Dharampur is a small and beautiful town situated east of Valsad. It is situated on the banks of the Swargavahini River and is surrounded by the Sahyadri or Western Ghats range on the east, west, and south. It receives the highest rainfall in Gujrat state.
In 1900, Shrimad Rajchandra had consecrated the soil of Dharampur for about 35 days (from Chaitra Sud Ekam to Vaishakh Sud Pancham, V.S. 1956).
Dharampura Tirth has been constructed under the guidance and inspiration of Pujya Gurudeva Rakeshji taking into consideration the minutest details of temple architecture following the Nagara style as opposed to the Dravidian style which is prevalent in Southern India.
The main idol is 55-inch tall murti of Lord Mahaveer.
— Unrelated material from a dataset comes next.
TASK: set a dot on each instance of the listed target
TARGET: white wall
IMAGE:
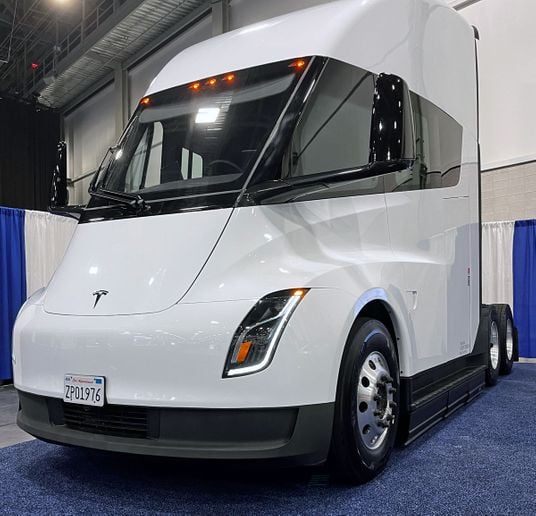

There are also murtis of Bhagwān Ādināth, Bhagwān Shāntināth, Bhagwān Nemināth, Bhagwān Pārsvanāth, current tirthankar Bhagwān Simmandharswāmi and future first Tirthankar Bhagwān Padmanābh (soul of King Shrenika).
The temple was consecrated by Pujya Āchārya Shree Rājhanssuriswarji Māhārāj during the Pratistha Mahotsav between 23 Dec 2021 – 1 January 2022.
Salient features of the temple are:
- Copper has been used instead steel during the foundation to maintain harmony with the Earth’s magnetic field
- White Makrana marble used for the construction
- Intricately carved 108 pillars depicting various aspects of the Jain philosophy
- Domes and ceilings are the epitome of the architectural marvel with exquisite carvings and designs.
- The shikhar (शिखर means spire / tower / top / peak) of the temple is 108 feet high
- Majestic 35 foot tall Kirtistambh signifying the Lord’s glory in all directions (Kīrti (कीर्ती means fame / glory and Stambha (स्तम्भ) refers to pillar).